Real science is never settled, and anyone who has certainty on such things is not qualified to discuss it.
In the throes of Long-Haul COVID? At least some aspects of this protocol might be of benefit. It is a far more coherent and considered approach than the shrug you’ll get from the average physician.
Speaking for myself (and only for myself), from last July to November when I was in the muddle of brain fog, disturbed sleep, headaches, extreme fatigue, etc, I would have been delighted to try Ivermectin for starters. Though I would have also liked to try high dose intravenous Vitamin C (20K IU or more for 4 days) even before that. Again, speaking for myself and not giving advice. But Vitamin C protocol would probably get these doctors into more controversy than they want to take on, and it might not work. Still, it’s what I would demand as a safe risk-free first step. Barring that, I’d go for the Ivermectin because good luck finding an MD willing to do intravenous Vitamin C.
UPDATE, August 2021: Ivermectin seemingly f*cked me up big time.

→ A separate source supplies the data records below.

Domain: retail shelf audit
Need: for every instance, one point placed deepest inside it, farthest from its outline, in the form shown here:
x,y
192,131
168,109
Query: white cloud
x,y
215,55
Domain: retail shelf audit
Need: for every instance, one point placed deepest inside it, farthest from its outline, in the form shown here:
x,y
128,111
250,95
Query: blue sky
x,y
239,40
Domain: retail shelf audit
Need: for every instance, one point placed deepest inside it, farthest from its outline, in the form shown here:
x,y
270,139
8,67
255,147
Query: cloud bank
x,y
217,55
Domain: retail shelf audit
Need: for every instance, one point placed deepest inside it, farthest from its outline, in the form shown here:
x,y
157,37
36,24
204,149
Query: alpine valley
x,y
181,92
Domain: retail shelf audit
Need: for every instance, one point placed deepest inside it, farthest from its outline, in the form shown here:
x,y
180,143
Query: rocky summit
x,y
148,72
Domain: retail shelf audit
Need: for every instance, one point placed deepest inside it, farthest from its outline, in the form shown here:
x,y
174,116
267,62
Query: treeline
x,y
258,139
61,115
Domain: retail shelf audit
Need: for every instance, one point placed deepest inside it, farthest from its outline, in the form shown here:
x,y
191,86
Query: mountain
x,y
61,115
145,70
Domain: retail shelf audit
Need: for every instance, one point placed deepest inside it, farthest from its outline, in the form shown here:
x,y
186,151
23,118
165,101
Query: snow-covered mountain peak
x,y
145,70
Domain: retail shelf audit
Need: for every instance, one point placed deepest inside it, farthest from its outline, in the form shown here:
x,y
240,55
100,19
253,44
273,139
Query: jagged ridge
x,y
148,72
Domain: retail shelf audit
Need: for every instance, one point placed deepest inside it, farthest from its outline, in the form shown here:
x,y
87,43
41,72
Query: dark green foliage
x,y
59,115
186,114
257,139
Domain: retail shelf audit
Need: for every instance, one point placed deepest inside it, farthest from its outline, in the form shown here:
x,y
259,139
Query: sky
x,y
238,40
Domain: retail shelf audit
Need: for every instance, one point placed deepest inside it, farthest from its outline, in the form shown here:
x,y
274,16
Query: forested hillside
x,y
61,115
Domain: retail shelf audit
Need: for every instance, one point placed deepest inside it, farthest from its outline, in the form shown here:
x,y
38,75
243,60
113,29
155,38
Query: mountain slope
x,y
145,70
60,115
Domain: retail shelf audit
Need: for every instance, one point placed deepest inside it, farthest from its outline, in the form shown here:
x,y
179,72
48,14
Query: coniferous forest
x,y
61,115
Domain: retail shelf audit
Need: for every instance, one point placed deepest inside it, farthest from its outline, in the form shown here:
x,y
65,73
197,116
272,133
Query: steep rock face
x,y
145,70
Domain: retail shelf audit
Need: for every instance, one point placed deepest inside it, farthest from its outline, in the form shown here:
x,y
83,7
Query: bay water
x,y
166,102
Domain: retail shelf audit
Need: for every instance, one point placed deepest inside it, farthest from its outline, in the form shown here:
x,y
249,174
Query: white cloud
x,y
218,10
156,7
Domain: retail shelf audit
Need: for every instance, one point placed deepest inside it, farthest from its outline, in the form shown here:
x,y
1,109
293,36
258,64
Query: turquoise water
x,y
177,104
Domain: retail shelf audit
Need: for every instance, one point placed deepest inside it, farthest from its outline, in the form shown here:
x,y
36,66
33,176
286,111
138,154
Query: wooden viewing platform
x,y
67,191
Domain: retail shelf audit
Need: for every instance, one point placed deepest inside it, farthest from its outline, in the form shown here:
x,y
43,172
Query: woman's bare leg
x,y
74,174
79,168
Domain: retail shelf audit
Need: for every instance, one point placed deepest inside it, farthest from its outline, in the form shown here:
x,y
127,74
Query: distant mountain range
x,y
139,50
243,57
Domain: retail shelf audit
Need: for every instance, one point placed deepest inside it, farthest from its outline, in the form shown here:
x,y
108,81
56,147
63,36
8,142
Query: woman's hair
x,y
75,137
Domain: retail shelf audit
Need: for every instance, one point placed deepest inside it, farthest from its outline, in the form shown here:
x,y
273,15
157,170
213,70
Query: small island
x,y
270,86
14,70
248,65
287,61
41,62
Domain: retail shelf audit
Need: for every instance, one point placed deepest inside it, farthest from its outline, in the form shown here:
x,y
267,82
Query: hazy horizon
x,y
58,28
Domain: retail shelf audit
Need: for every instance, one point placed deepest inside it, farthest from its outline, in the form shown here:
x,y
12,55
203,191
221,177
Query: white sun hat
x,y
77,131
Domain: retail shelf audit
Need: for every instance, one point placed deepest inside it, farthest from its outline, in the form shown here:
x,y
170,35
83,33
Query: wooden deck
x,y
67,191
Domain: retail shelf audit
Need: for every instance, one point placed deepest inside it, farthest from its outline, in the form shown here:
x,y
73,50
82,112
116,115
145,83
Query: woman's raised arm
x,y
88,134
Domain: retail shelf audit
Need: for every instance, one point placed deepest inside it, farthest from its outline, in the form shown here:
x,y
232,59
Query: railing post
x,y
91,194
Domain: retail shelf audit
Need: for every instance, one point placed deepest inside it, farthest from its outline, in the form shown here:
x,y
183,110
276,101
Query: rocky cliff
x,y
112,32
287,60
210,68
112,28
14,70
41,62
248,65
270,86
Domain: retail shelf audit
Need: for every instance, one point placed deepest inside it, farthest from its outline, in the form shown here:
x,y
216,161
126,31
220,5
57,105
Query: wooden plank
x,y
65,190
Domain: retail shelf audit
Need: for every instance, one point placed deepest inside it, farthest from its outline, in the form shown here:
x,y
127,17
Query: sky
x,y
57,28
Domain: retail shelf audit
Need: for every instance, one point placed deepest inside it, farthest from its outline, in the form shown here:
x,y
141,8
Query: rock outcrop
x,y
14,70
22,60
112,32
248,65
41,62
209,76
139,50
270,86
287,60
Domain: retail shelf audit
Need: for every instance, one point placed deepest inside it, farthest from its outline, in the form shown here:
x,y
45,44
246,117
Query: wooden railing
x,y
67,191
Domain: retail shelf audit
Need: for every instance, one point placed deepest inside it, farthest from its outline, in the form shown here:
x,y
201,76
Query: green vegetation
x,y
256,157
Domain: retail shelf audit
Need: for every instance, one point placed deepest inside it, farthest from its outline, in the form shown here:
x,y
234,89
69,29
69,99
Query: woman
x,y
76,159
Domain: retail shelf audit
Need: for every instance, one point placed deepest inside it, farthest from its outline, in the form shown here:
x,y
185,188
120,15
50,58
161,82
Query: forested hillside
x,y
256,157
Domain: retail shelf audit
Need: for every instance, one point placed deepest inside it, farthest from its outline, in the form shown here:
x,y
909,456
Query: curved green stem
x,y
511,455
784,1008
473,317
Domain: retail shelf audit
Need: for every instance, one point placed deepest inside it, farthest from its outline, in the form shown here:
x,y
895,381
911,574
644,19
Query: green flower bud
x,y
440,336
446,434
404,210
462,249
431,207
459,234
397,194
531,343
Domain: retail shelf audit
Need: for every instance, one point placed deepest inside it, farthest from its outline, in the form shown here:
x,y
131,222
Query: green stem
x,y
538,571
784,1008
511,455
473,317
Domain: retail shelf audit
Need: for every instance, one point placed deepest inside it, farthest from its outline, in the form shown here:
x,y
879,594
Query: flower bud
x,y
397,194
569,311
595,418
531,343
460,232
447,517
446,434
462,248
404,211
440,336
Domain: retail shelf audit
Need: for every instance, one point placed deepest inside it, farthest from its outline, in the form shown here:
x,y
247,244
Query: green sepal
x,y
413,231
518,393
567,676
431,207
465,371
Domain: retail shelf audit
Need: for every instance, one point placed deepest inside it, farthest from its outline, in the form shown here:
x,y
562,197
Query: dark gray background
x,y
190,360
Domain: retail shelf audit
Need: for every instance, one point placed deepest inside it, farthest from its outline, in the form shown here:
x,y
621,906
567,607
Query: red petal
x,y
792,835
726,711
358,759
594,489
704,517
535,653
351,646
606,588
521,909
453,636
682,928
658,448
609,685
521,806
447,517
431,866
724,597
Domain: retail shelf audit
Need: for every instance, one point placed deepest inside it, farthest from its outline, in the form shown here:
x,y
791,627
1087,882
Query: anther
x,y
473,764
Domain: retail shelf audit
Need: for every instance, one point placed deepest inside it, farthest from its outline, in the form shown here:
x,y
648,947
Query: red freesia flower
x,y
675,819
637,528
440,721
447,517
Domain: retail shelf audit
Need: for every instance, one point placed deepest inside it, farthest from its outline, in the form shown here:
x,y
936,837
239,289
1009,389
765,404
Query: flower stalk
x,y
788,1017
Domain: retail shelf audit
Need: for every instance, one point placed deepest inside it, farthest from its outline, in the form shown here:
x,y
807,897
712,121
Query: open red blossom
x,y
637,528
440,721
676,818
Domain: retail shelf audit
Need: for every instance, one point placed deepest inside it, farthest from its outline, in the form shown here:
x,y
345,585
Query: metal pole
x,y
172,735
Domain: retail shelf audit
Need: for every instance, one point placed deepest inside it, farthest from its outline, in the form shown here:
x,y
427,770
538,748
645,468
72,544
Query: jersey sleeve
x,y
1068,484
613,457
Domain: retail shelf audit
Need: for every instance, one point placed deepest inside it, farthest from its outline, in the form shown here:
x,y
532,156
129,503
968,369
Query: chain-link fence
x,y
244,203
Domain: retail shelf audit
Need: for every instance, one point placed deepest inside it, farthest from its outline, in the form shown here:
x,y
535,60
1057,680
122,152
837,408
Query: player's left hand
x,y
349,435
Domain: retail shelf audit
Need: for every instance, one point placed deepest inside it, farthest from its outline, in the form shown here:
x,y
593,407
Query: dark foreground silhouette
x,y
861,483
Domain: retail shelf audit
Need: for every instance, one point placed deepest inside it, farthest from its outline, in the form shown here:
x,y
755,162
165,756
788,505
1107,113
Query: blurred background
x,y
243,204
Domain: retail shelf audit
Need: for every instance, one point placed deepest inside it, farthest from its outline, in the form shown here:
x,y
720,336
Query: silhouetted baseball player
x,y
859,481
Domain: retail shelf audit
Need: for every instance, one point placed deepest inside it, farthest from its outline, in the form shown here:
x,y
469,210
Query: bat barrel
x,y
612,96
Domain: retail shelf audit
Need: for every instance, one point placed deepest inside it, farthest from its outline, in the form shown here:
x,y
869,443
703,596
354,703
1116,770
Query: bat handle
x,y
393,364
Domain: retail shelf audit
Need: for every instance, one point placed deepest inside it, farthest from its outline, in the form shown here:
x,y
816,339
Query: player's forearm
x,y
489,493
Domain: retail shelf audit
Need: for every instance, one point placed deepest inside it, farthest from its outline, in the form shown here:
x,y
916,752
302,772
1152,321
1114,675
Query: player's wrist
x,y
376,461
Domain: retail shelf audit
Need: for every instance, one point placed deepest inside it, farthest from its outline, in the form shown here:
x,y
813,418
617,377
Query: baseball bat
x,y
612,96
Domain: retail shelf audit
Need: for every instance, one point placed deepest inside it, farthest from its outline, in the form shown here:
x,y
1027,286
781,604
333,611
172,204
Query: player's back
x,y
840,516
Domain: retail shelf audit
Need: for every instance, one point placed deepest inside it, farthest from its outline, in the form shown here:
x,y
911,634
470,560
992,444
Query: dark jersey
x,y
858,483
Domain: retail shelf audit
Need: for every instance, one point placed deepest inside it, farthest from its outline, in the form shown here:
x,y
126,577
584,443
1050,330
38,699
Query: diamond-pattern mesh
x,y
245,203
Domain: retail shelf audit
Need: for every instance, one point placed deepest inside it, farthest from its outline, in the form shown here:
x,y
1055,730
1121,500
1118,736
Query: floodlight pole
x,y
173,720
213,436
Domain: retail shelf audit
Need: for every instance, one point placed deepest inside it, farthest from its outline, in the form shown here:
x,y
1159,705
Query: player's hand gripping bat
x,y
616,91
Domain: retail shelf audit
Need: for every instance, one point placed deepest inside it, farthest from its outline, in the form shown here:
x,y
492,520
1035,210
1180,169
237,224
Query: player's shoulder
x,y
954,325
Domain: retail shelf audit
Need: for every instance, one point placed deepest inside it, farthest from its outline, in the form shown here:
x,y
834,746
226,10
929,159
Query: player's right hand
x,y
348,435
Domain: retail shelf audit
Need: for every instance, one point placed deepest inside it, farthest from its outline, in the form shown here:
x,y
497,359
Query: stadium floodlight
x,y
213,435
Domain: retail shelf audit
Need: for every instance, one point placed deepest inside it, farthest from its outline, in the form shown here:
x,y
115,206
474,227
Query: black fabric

Use all prescription drugs with caution.
I am not necessarily in agreement with the particulars of this protocol, as I think it relies too heavily on pharmacological drugs that all together are a variant of the one symptom/one diagnosis/one drug approach, multiplied by half a dozen symptoms.
The Long Haul COVID-19 Syndrome (LHCS) is an often debilitating syndrome characterized by a multitude of symptoms such as prolonged malaise, headaches, generalized fatigue, sleep difficulties, smell disorder, decreased appetite, painful joints, dyspnea, chest pain and cognitive dysfunction. The incidence of symptoms after COVID-19 varies from as low as 10% to as high as 80%. LHCS is not only seen after the COVID-19 infection but it is being observed in some people that have received vaccines(likely due to monocyte activation by the spike protein from the vaccine). A puzzling feature of the LHCS syndrome is that it is not predicted by initial disease severity; post-COVID-19 frequently affects mild-to-moderate cases and younger adults that did not require respiratory support or intensive care.
Given the lack of available treatment recommendations in the setting of large numbers of patients suffering with this disorder globally, the FLCCC developed the I-RECOVER protocol in collaboration with a number of expert clinicians including Dr. Mobeen Syed, Dr. Ram Yogendra, Dr. Bruce Patterson, and Dr. Tina Peers. Although our varied yet often overlapping treatment approaches were initially empiric, while based on both preliminary investigations into and prevailing theoretical pathophysiologic mechanisms of LHCS, the consistently positive clinical responses observed, often profound and sustained, led the collaboration to form the consensus protocol below. As with all FLCCC protocols, we must emphasize that multiple aspects of the protocol may change as scientific data and clinical experience in this condition evolve, thus it is important to check back frequently or join the FLCCC Alliance to receive notification of any protocol changes.
WIND: those suffering LHC cannot afford to wait for our jackass “experts” to come up with anything useful—they’ve had 18 months now and have come up with nothing useful. This is at least an authentic, conflict-free approach that has helped many.